It's all about the top end performance.
What can be done if the performance needed is greater than the best card available can offer? Right, using two of them, and that's the whole idea of SLI, adding another card to satisfy demand. Quite the same reason why in the mid 90s dual socket workstations kept popping up to satisfy the demand for power, despite the inability of most software to use more than one core.
It's difficult to support.
No. It isn't. Or better, not more complex than any advanced feature.
Buying 2 graphics cards of the most current generation is very expensive and doesn't have a good price-to-performance ratio.

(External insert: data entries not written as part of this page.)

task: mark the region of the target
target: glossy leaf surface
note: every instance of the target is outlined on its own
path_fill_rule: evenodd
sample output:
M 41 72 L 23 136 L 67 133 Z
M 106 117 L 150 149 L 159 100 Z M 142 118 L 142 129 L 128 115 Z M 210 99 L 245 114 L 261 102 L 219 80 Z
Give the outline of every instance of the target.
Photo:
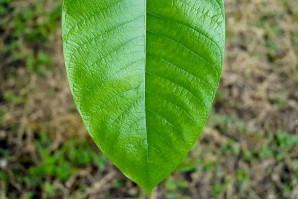
M 64 0 L 66 67 L 101 150 L 150 193 L 209 114 L 224 58 L 224 0 Z

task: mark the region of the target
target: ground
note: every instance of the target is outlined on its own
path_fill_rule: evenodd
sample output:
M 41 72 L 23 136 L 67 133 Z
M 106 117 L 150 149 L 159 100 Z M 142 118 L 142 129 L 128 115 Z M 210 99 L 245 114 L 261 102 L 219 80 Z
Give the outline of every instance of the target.
M 61 0 L 0 0 L 0 199 L 298 199 L 298 1 L 226 0 L 207 124 L 151 196 L 88 136 L 62 51 Z

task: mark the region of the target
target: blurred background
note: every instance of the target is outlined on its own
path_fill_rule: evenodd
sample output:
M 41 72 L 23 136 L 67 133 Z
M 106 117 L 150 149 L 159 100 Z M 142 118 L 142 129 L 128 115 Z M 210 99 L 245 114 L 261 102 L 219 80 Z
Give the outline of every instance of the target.
M 227 0 L 207 124 L 151 196 L 100 153 L 74 105 L 61 0 L 0 0 L 0 199 L 298 199 L 298 0 Z

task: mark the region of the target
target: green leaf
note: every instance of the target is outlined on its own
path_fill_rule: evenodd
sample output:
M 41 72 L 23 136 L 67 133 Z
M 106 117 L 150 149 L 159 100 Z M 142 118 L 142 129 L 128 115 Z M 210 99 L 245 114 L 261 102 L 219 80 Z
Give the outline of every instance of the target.
M 95 142 L 148 193 L 179 164 L 222 72 L 224 0 L 64 0 L 63 49 Z

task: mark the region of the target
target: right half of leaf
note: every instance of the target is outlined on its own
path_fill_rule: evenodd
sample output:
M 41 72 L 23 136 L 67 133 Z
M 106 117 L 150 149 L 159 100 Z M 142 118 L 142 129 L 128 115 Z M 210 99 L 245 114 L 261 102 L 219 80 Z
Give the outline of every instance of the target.
M 150 187 L 197 140 L 222 73 L 224 0 L 148 0 L 145 105 Z

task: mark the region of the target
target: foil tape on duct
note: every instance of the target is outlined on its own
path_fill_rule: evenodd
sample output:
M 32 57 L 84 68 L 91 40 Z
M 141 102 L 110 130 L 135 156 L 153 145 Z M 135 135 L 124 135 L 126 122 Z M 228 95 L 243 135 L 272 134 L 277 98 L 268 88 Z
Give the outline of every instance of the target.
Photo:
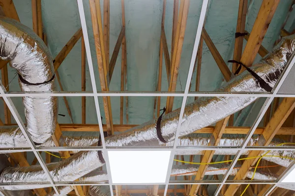
M 22 91 L 55 90 L 54 80 L 46 82 L 54 77 L 54 68 L 45 44 L 29 27 L 3 17 L 0 17 L 0 58 L 10 60 L 24 79 L 19 80 Z M 23 103 L 28 131 L 34 142 L 42 144 L 55 130 L 57 98 L 24 97 Z
M 81 151 L 69 158 L 58 163 L 46 164 L 55 181 L 72 181 L 104 165 L 99 160 L 97 151 Z M 98 179 L 105 179 L 97 177 Z M 40 166 L 28 167 L 8 167 L 0 175 L 0 182 L 47 182 L 47 176 Z M 44 185 L 30 185 L 27 189 L 44 188 Z M 14 186 L 5 189 L 25 189 L 24 187 Z
M 251 69 L 273 87 L 295 48 L 295 36 L 286 37 L 259 63 Z M 266 91 L 246 71 L 232 78 L 217 92 L 260 92 Z M 201 98 L 185 106 L 179 136 L 212 124 L 234 114 L 254 101 L 255 97 Z M 162 135 L 166 141 L 174 140 L 180 109 L 165 115 L 161 122 Z M 158 138 L 155 120 L 136 126 L 126 132 L 106 139 L 108 147 L 151 146 L 162 145 Z
M 207 168 L 205 175 L 224 175 L 227 172 L 229 164 L 214 164 L 209 165 Z M 230 175 L 235 175 L 238 171 L 240 166 L 236 165 L 231 170 Z M 171 171 L 171 176 L 194 175 L 196 175 L 199 169 L 199 166 L 192 165 L 174 165 Z M 254 169 L 252 169 L 247 174 L 247 177 L 251 178 Z M 254 175 L 254 180 L 276 180 L 278 176 L 261 170 L 257 169 Z M 277 186 L 284 189 L 295 191 L 295 184 L 278 184 Z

Of course not. Buying at the top end performance never gives a good performance per money ratio. This is already true when buying a graphics card alone. A top end NVIDIA RTX 3090 is about three times as expensive as a RTX 3070, but gives only about 50% more. Bang per Buck ratio is never good at the top end. Much like with processors, cars, or anything else. Anyone buying for an optimal BpB ratio, will always end at a middle class CPU/GPU/car. If one needs/wants top end performance, the price will skyrocket in a way that buying two cards is quite within reason.
Buying a current generation card gives you new features and almost always gives similar performance when compared to 2 previous generation cards using SLI.
Sure, if one got time to wait for the next generation (like a few years) to play a game at the resolution his screen can provide and in maximum details, fine - but I'm not sure how many gamer there ever were who would wait a few years before being able to play the newest game.
A fair comparison is only possible within a generation - in fact only within a current offering. Looking at that you'll note that low to mid range models (*1) will never offer SLI, AFR, Crossfire or alike (*2), as there is more to gain from using a top end card. Only when a top end card can not supply a required performance coupling them makes sense.
It feels as if the question is written in hindsight with all past options available and no real need for improvement. It hasn't always been that.
It seems to me that these reasons should have also applied back when SLI was introduced.
I dare you to get some Voodoo or early GeForce card and install a 2000s. Compared to these games Lego bricks are high resolution. Graphic cards were far from being able to display what game designers wanted in simple triangles - not to mention higher functions.
And that's why 3dfx developed SLI - coupling multiple chips (2 or 4) on a card to increase performance to satisfy needs by games. Since then development has gone a long way and GPUs did speed up way past a point that is needed to generate even most complex scenes.
If that's the case, then why was SLI for gaming introduced and supported in the first place?
Triangles, Triangles, Triangles.
It allowed more detailed content.
Why did it last so long?
Because there was such a long way for GPUs to deliver a performance sufficient to give a level of detail that is sufficient to display content in a way that closes in to natural.
Finally, what changed to cause it to fall out of favor?
In the game area mostly because, as said, detail level reached a point were adding more doesn't result in much better rendering, so requirements from game designers no longer have to be cut down to fit existing cards.
On a technical level SLI became obsolete with the availability of (local) busses fast enough to exchange abstract data between GPUs instead of linking and joining partitial rendered screens.
*1 - If they did, it's usually to support buyers interested more in bragging not top performance.
*2 - SLI being either 3dfx Scan Line Interleave (~1998) or Nvidia's Scalable Link Interface (~2005). AFR is alternate Frame Rendering of ATI, while CrossFire is it's later (meaningless) name to have GPU chips working on the same result. Nowadays it got replaced by high speed links.